Гвоздену казалось: все, что он слышит, доносится откуда-то издалека.
— Зачем же так, сынок. Почему вы хоть немножко не подумаете о бедном народе, — продолжал старик. — Эх, Гвозден злосчастный, помнишь ли ты о боге? У тебя ведь тоже и дом есть и дети. Господь и тебя тем же накажет! — Старик всхлипнул и замолчал. — Видишь ребенка, вот он дрожит на морозе! — продолжал он, указывая рукой на мальчика лет четырех-пяти, одетого в гунь, полы которого волочились по снегу. Тонкие детские руки утонули в широких и длинных рукавах. Очевидно, мальчика голым подняли с постели, а потом уже кто-то напялил на него эту одежду.

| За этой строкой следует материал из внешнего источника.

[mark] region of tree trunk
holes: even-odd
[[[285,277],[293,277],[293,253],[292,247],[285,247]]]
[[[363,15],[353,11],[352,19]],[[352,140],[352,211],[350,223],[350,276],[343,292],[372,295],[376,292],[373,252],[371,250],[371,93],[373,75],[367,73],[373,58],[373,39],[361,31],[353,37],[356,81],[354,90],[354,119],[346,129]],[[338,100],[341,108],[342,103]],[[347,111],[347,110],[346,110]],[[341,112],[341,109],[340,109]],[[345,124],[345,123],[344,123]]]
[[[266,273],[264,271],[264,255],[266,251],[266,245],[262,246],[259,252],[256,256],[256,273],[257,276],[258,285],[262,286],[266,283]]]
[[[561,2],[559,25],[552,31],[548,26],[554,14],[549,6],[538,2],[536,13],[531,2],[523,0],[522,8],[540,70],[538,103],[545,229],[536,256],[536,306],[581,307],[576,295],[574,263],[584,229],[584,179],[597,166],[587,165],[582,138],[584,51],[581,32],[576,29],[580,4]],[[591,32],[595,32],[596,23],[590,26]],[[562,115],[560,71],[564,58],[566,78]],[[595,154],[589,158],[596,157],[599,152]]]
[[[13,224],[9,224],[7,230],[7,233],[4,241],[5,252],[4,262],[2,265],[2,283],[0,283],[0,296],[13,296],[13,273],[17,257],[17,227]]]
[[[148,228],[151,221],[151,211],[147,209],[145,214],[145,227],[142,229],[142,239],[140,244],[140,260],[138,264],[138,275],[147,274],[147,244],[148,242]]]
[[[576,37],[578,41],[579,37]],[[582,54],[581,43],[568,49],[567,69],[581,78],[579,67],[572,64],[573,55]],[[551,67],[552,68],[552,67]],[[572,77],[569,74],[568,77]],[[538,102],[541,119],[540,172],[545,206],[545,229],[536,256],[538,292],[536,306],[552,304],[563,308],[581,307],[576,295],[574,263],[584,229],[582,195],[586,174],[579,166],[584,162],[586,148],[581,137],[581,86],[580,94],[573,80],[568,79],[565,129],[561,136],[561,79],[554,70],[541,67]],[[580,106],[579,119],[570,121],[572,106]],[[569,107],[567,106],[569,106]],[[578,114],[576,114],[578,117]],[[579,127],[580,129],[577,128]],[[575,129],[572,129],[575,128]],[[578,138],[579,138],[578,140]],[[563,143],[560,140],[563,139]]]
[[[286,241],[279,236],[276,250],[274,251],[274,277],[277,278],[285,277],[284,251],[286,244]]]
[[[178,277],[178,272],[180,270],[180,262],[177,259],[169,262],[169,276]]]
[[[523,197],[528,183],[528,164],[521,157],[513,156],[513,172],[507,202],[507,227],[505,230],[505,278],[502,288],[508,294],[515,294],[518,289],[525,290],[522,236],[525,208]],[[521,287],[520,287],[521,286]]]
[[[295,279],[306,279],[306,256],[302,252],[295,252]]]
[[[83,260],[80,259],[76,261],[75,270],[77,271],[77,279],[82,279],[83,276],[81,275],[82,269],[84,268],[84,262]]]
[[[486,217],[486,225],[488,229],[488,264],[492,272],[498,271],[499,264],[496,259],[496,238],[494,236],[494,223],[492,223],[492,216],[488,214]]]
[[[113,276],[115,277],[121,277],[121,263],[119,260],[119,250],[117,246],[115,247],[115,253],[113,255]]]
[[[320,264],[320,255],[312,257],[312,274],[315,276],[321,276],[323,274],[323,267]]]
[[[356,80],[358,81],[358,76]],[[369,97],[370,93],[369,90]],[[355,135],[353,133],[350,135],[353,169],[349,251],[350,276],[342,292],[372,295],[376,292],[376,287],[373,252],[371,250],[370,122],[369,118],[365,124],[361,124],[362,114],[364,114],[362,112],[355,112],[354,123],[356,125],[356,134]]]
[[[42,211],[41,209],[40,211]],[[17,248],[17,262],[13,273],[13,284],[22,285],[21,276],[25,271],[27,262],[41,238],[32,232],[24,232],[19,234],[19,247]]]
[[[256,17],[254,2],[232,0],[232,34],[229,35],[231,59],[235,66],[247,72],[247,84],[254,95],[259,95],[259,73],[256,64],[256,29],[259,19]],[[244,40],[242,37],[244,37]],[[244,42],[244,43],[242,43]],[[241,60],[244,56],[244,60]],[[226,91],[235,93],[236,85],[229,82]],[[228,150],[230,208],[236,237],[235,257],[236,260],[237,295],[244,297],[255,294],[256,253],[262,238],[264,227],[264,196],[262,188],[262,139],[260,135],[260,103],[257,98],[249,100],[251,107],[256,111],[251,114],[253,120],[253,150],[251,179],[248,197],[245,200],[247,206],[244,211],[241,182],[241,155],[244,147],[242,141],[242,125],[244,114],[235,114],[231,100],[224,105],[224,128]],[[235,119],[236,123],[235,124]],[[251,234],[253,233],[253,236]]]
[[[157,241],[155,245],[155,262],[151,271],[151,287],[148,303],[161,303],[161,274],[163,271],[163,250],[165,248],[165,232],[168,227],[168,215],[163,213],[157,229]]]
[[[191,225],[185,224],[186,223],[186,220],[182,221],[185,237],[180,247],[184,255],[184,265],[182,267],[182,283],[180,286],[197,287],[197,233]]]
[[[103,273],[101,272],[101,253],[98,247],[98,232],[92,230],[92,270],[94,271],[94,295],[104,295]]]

— Всех у него убили. Отца застрелили, когда он бежал… Один остался из всей семьи. Вот мы и взяли его с собой. Видишь?
Гвозден поглядел на мальчика. Это был толстощекий смуглый мальчуган. Глаза ребенка наполнились слезами, когда он услышал слова старика и вспомнил о человеке с винтовкой. Гвозден почувствовал это и не смог выдержать его взгляда. Что-то сдавило и обожгло ему горло… Он хотел было спросить про свою деревню, про семью, но удержался.
— Наше семя погибнет… — продолжал старик. — Все живое убивают. Без народа останется Сербия! — И в отчаянии он разразился проклятиями.